Procédure contentieuse antérieure :

M. B… A… a demandé au tribunal administratif de Paris, par une requête enregistrée au greffe de ce tribunal le 16 avril 2012 :

1°) d’annuler pour excès de pouvoir la décision du 16 février 2012 par laquelle la Commission nationale de l’informatique et des libertés a refusé de faire droit à sa demande d’accéder aux données le concernant enregistrées dans un fichier tenu par la direction centrale du renseignement intérieur du ministère de l’intérieur ;

2°) d’ordonner à l’administration de lui fournir les informations le concernant dans ce fichier ;

3°) de mettre à la charge de l’Etat la somme de 1500 € au titre des dispositions de l’article L. 761-1 du code de justice administrative.

Procédure devant le Conseil d’Etat :

Par une ordonnance du 29 août 2012, enregistrée le 4 septembre 2012 au secrétariat du contentieux du Conseil d’Etat, le président du tribunal administratif de Paris a transmis au Conseil d’Etat, en application de l’article R. 351-2 du code de justice administrative, la requête présentée à ce tribunal par M. A….

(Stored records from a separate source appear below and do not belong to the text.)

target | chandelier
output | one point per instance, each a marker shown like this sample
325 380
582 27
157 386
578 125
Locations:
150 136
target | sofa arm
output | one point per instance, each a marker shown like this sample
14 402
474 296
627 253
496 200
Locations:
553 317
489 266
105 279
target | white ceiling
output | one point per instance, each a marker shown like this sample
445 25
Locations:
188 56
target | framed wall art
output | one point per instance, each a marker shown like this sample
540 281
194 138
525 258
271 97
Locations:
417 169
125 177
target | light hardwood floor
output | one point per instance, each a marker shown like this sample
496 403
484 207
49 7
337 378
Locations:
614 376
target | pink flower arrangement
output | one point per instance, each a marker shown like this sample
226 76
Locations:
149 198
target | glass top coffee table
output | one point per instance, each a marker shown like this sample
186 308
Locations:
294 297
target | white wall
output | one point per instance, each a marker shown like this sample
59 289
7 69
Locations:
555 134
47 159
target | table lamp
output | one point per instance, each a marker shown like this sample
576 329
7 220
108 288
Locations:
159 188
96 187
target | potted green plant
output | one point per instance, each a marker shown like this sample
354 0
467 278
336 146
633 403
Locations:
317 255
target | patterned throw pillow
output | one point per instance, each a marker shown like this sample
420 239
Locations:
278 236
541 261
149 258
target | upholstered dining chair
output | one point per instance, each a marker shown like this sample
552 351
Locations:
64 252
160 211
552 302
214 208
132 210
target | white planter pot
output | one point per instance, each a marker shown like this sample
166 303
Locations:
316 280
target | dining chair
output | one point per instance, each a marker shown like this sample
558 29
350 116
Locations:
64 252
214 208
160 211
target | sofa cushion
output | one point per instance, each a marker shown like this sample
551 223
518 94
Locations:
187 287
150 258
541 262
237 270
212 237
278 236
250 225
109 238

Des observations, enregistrées le 7 février 2013, ont été présentées par le ministre de l’intérieur qui conclut au rejet de la requête.

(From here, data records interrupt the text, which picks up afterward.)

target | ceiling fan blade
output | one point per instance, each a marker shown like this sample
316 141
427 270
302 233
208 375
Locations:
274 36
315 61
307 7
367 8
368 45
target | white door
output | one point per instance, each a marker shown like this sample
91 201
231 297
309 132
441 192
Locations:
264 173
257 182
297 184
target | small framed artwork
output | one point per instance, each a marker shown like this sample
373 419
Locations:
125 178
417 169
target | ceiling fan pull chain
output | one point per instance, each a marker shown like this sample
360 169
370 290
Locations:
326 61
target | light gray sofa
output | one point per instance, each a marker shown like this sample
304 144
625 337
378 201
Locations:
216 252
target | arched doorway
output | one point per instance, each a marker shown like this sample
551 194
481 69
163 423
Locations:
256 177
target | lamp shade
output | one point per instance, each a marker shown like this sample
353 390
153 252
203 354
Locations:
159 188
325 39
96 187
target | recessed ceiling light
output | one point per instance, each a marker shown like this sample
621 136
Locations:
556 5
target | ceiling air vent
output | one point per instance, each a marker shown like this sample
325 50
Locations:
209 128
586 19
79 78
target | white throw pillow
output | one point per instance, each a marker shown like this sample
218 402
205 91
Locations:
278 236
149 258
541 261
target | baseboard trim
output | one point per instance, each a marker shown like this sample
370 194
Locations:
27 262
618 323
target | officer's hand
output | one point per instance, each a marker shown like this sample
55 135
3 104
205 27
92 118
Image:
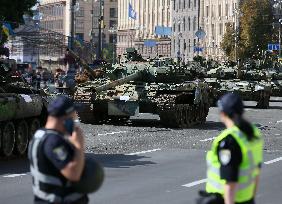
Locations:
77 138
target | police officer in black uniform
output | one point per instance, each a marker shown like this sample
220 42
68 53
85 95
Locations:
56 156
235 158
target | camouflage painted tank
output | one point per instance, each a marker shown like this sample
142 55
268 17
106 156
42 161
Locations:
254 86
276 83
141 87
22 111
222 72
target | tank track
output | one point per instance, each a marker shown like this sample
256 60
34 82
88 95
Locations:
85 112
181 115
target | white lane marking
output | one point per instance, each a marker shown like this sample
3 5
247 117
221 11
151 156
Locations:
14 175
195 183
273 161
143 152
208 139
112 133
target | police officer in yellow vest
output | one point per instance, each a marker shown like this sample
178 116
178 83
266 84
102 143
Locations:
235 158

Dans un mémoire en défense, enregistré le 26 février 2013, la Commission nationale de l’informatique et des libertés (Cnil) conclut au rejet de la requête.

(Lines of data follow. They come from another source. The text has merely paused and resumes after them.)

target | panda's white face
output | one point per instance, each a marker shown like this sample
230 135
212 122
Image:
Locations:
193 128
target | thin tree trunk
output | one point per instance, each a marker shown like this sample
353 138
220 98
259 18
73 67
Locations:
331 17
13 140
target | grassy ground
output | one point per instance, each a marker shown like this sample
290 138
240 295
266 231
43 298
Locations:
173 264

En application des dispositions de l’article R. 611-7 du code de justice administrative, les parties ont été informées que la décision du Conseil d’Etat était susceptible d’être fondée sur le moyen, relevé d’office, tiré de l’incompétence du Conseil d’Etat pour juger ce litige en premier et dernier ressort, dès lors que la lettre du président de la Cnil apparaît comme la simple transmission de la décision du ministre de l’intérieur, dont le contentieux relève, en premier ressort, de la compétence du tribunal administratif.

Dans un nouveau mémoire, enregistré le 10 avril 2013, M. A… persiste dans ses conclusions.

Dans un nouveau mémoire en défense, enregistré le 17 avril 2013, la Cnil déclare s’en remettre à la sagesse du Conseil d’Etat.

[…]

DISCUSSION

Sur le moyen relevé d’office tiré de l’incompétence du Conseil d’Etat en premier et dernier ressort

1. Le Conseil d’Etat a communiqué aux parties, le 4 avril 2013, le moyen relevé d’office tiré de ce que la requête ne ressortissait pas à la compétence du Conseil d’Etat en premier et dernier ressort.

2. Aux termes de l’article 41 de la loi du 6 janvier 1978 relative à l’informatique, aux fichiers et aux libertés : “ Par dérogation aux articles 39 et 40, lorsqu’un traitement intéresse la sûreté de l’Etat, la défense ou la sécurité publique, le droit d’accès s’exerce dans les conditions prévues par le présent article pour l’ensemble des informations qu’il contient. / La demande est adressée à la commission qui désigne l’un de ses membres appartenant ou ayant appartenu au Conseil d’Etat, à la Cour de cassation ou à la Cour des comptes pour mener les investigations utiles et faire procéder aux modifications nécessaires. Celui-ci peut se faire assister d’un agent de la commission. Il est notifié au requérant qu’il a été procédé aux vérifications. (…) “. Aux termes de l’article 88 du décret n° 2005-1309 du 20 octobre 2005 pris pour l’application de cette loi : “ Aux termes de ses investigations, la commission constate, en accord avec le responsable du traitement, celles des informations susceptibles d’être communiquées au demandeur dès lors que leur communication ne met pas en cause les finalités du traitement, la sûreté de l’Etat, la défense ou la sécurité publique. Elle transmet au demandeur ces informations. (…) Lorsque le responsable du traitement s’oppose à la communication au demandeur de tout ou partie des informations le concernant, la commission l’informe qu’il a été procédé aux vérifications nécessaires. (…) “.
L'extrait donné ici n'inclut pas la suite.